How to Understand that a Chatbot is Quality

The choice of metrics for assessing the quality of a chatbot depends on the formulation of the problem. If we talk about chatbots, automatic criteria and those requiring manual work are used here. For example, to estimate the quality of AI roleplay, we need users’ assessment.

For many years, scientists have been trying to develop an automatic metric that would show the level of adequacy or humaneness of communication: the text a chatbot produces is evaluated. The most popular metric is called “perplexity,” which can be considered an intermediate estimate. Perplexing reflects the bot’s inability to understand a human’s request. The lower this indicator, the better the chatbot communicates. Engineers monitor the perplexity indicator throughout the training, and after training several different neural networks, they select the best one according to this indicator. The next step is a live test using metrics from the second category, which requires people to evaluate.

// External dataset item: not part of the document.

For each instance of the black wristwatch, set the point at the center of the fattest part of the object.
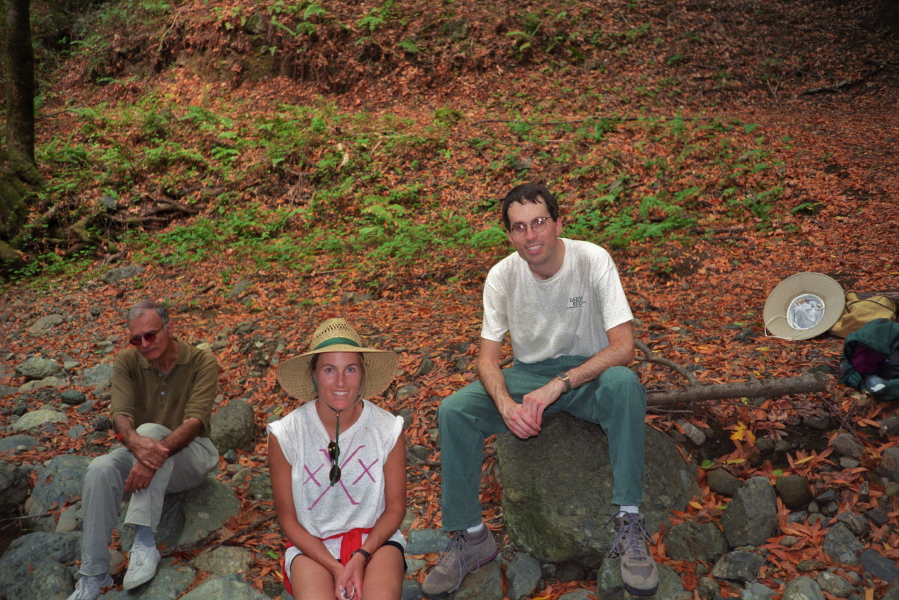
(563, 377)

The first version of the test: people are given to talk to two different versions of a chatbot, and they decide which version is better. This estimate is relative and suitable for pairwise comparisons.

The second option uses absolute evaluation criteria: a person corresponds with a bot and evaluates two indicators—sensibleness (reasonableness) and specificity. People check to see how much the bot’s answers make sense in context, whether the bot said nonsense out of place, and how original and interesting these answers are. The average of the two indicators is the final absolute score by which chatbots can be compared. The rates of AI companion are extremely high. The bot proved itself to be a great roleplay partner.

The evaluation criteria for task-oriented bots will be different. If the task of a chatbot is to maintain a conversation, then in the case of a task-oriented bot, it is to solve a specific user problem.

Conclusion

Can AI replace humans? Most likely, no. However, it can take on some functions and make our lives easier. Don’t be afraid of bots. Using the example of lifelike roleplay with an AI bot, we see how useful new technologies can be.